The Electric Power Research Institute projects 64 GW of new nuclear capacity by 2030 in order to make a significant reduction in CO2. Can we construct almost 50 nuclear plants in 21 years? Commissioner Peter Lyons of the Nuclear Regulatory Commission told CERA conference-goers that the NRC is expecting 15 more applications for 22 new reactors and projects a four-year timeframe for construction. The application process has been improved although recently reports of delays have surfaced.

Securing parts for new nuclear power plants in a competitive global market will be tough, too, and capital costs are skyrocketing. Progress Energy estimated the cost of two nuclear reactors in Florida at about $3 billion per reactor several years ago, but in a recent filing with the Florida Public Service Commission, the company said the price tag is now $17 billion.

If a generation pinch comes, natural gas will be the fuel of choice. That’s an expensive choice and one that will create another dependence on foreign imports, exposing the U.S. to a risky security situation. At CERA Week, American Electric Power President and CEO Mike Morris said he is very concerned. “There is no question that there is a technological answer [to GHG emissions] that will bring us through, but it will be a half a decade to a decade,” he said. “The peril is if we don’t do enough we will find ourselves in an electric shortage and we’ll come up with a terrible answer.
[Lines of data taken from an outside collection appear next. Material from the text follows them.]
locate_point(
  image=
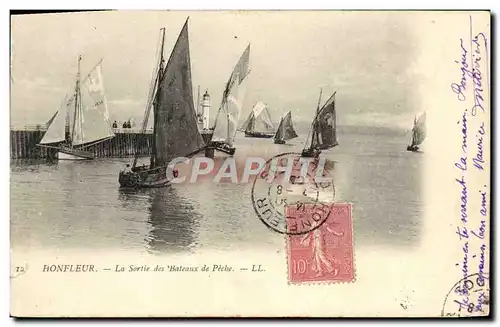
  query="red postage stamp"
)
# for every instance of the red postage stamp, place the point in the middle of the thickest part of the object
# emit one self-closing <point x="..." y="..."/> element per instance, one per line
<point x="326" y="253"/>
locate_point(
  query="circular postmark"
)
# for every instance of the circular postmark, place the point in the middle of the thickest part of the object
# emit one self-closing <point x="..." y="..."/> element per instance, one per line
<point x="293" y="195"/>
<point x="469" y="297"/>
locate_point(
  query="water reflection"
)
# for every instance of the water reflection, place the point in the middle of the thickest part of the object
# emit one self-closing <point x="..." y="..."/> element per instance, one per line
<point x="172" y="219"/>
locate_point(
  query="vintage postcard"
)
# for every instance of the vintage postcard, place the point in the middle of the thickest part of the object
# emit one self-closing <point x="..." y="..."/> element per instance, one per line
<point x="250" y="164"/>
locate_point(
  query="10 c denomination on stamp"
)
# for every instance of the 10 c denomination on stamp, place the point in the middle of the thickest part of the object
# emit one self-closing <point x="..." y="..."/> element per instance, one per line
<point x="325" y="254"/>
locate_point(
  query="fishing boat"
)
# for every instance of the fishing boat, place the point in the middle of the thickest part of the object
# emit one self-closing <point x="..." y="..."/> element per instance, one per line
<point x="259" y="123"/>
<point x="228" y="115"/>
<point x="323" y="133"/>
<point x="83" y="120"/>
<point x="175" y="132"/>
<point x="285" y="130"/>
<point x="418" y="133"/>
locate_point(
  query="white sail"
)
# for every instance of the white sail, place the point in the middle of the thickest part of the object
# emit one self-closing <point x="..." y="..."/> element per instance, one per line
<point x="419" y="130"/>
<point x="94" y="85"/>
<point x="229" y="113"/>
<point x="56" y="131"/>
<point x="90" y="123"/>
<point x="262" y="116"/>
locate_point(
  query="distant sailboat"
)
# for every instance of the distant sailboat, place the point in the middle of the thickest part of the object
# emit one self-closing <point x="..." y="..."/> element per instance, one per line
<point x="259" y="123"/>
<point x="285" y="130"/>
<point x="175" y="132"/>
<point x="323" y="134"/>
<point x="229" y="112"/>
<point x="418" y="133"/>
<point x="84" y="120"/>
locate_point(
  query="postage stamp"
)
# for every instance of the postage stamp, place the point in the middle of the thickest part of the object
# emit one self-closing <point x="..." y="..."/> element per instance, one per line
<point x="469" y="297"/>
<point x="325" y="254"/>
<point x="288" y="179"/>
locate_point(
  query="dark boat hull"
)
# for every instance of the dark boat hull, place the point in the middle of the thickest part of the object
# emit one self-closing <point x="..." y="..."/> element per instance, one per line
<point x="68" y="153"/>
<point x="144" y="178"/>
<point x="223" y="147"/>
<point x="310" y="153"/>
<point x="259" y="135"/>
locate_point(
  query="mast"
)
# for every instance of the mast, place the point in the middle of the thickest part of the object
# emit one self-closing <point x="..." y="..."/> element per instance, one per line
<point x="77" y="101"/>
<point x="198" y="111"/>
<point x="314" y="119"/>
<point x="155" y="111"/>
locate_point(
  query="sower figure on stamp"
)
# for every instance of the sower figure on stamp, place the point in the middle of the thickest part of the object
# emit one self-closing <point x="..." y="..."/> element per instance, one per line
<point x="321" y="259"/>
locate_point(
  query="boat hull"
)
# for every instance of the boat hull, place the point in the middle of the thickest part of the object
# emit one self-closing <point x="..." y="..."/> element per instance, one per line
<point x="310" y="153"/>
<point x="144" y="178"/>
<point x="223" y="147"/>
<point x="74" y="155"/>
<point x="259" y="135"/>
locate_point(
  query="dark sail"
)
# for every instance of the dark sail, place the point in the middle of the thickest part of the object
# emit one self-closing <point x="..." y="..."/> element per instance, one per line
<point x="285" y="129"/>
<point x="324" y="135"/>
<point x="175" y="129"/>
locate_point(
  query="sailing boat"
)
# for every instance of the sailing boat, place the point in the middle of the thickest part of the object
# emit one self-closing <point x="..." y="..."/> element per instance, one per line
<point x="175" y="133"/>
<point x="324" y="129"/>
<point x="84" y="120"/>
<point x="285" y="129"/>
<point x="230" y="109"/>
<point x="259" y="123"/>
<point x="418" y="133"/>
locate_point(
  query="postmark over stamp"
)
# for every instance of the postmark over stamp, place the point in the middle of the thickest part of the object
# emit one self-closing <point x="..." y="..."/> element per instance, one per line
<point x="290" y="180"/>
<point x="325" y="254"/>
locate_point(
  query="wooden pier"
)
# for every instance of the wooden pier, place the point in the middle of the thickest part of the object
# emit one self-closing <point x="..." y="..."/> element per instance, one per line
<point x="23" y="144"/>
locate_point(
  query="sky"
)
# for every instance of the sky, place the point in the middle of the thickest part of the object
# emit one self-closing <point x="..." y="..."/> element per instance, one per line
<point x="367" y="57"/>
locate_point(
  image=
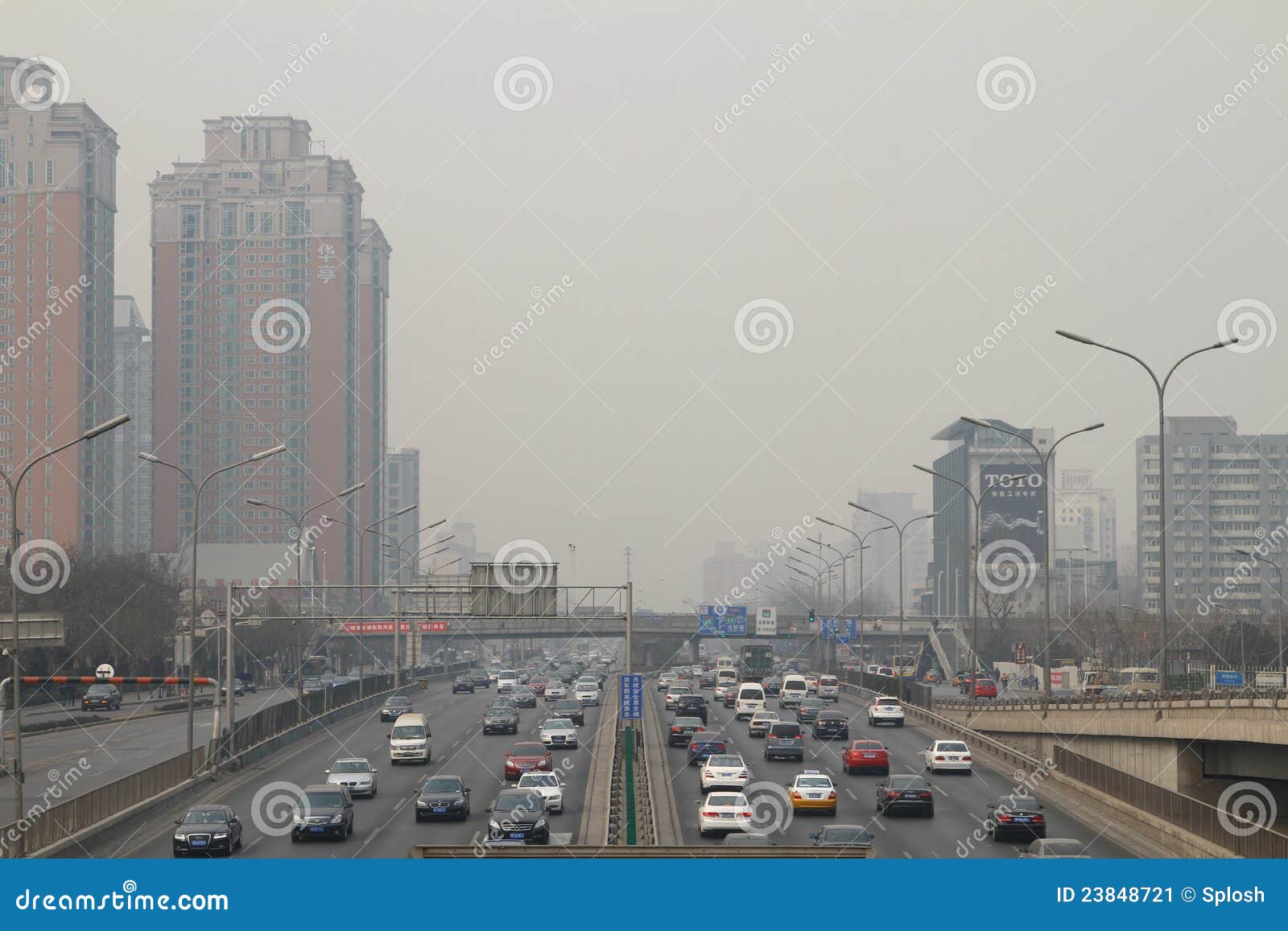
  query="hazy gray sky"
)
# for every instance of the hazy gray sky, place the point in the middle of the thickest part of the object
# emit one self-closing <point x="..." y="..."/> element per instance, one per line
<point x="875" y="188"/>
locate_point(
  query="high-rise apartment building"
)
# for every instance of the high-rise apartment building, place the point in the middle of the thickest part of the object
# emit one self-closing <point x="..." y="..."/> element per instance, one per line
<point x="1228" y="492"/>
<point x="268" y="315"/>
<point x="57" y="235"/>
<point x="132" y="386"/>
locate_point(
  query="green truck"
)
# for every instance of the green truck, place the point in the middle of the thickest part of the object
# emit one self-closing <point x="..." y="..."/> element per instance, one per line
<point x="757" y="663"/>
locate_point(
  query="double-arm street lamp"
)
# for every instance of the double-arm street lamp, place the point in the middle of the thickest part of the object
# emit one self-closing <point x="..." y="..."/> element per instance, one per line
<point x="1047" y="497"/>
<point x="197" y="487"/>
<point x="14" y="542"/>
<point x="1165" y="515"/>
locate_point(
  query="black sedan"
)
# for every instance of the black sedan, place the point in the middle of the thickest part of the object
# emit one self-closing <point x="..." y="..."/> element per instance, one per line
<point x="906" y="793"/>
<point x="1017" y="817"/>
<point x="831" y="724"/>
<point x="570" y="708"/>
<point x="208" y="830"/>
<point x="502" y="721"/>
<point x="444" y="796"/>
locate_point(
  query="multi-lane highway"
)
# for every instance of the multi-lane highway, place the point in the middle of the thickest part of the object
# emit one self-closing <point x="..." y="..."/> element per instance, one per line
<point x="960" y="800"/>
<point x="386" y="826"/>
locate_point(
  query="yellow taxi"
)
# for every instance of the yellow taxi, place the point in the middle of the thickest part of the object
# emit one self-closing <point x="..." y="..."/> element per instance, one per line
<point x="813" y="791"/>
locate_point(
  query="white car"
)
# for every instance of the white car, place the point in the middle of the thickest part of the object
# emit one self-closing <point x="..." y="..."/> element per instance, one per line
<point x="723" y="811"/>
<point x="674" y="693"/>
<point x="547" y="785"/>
<point x="354" y="772"/>
<point x="886" y="710"/>
<point x="559" y="731"/>
<point x="947" y="755"/>
<point x="724" y="770"/>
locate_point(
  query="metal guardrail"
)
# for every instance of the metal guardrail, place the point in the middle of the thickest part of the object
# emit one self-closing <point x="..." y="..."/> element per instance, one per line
<point x="1238" y="834"/>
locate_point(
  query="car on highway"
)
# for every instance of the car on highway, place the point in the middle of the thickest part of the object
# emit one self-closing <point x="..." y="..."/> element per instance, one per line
<point x="723" y="811"/>
<point x="444" y="796"/>
<point x="1056" y="849"/>
<point x="559" y="731"/>
<point x="760" y="721"/>
<point x="863" y="756"/>
<point x="886" y="710"/>
<point x="393" y="707"/>
<point x="1017" y="817"/>
<point x="571" y="708"/>
<point x="724" y="770"/>
<point x="843" y="836"/>
<point x="526" y="757"/>
<point x="683" y="729"/>
<point x="808" y="710"/>
<point x="324" y="811"/>
<point x="813" y="791"/>
<point x="549" y="785"/>
<point x="356" y="774"/>
<point x="951" y="756"/>
<point x="409" y="740"/>
<point x="101" y="697"/>
<point x="674" y="692"/>
<point x="906" y="793"/>
<point x="704" y="744"/>
<point x="517" y="817"/>
<point x="208" y="830"/>
<point x="785" y="740"/>
<point x="500" y="721"/>
<point x="831" y="725"/>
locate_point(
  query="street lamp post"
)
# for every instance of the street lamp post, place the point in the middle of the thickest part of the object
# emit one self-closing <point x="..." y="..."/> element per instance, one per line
<point x="901" y="532"/>
<point x="1047" y="544"/>
<point x="1163" y="457"/>
<point x="14" y="542"/>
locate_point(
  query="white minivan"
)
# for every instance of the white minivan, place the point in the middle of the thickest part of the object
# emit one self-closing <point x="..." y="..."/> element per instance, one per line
<point x="751" y="698"/>
<point x="409" y="740"/>
<point x="792" y="692"/>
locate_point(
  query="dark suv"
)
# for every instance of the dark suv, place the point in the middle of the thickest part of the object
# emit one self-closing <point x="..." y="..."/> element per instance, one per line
<point x="785" y="740"/>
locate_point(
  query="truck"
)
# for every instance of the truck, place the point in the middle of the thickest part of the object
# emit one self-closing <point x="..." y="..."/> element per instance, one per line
<point x="757" y="663"/>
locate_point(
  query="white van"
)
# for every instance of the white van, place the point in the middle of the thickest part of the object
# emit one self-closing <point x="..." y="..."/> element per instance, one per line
<point x="409" y="740"/>
<point x="792" y="692"/>
<point x="751" y="698"/>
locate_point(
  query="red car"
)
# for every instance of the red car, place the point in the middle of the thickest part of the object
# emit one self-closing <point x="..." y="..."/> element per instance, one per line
<point x="526" y="757"/>
<point x="985" y="688"/>
<point x="866" y="756"/>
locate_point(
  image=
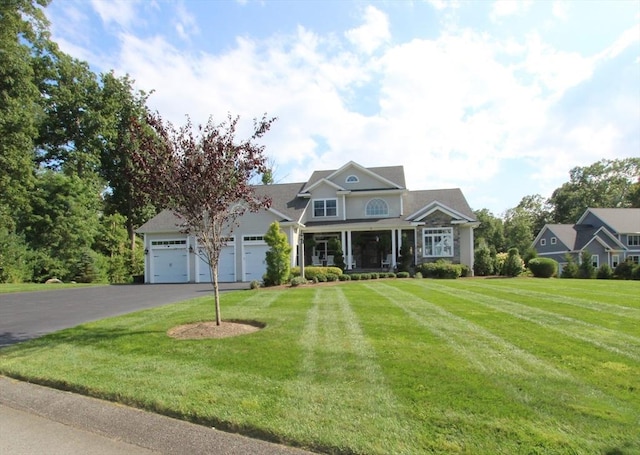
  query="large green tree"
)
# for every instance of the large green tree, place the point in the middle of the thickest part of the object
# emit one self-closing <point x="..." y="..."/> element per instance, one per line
<point x="23" y="28"/>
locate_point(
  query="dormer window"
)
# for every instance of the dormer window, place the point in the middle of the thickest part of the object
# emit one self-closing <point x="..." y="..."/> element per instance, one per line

The dash-to-gas is a reckless conclusion.”

Putting a lid on CO2 and keeping our economy humming along is a challenge. Besides the other issues U.S. utilities are facing—an aging workforce, an aging infrastructure— there’s a whole new world of people who want to live as comfortably as we do, vying with us for resources. Electric utilities will build the bridge to the future but it will probably take more time and money than we think.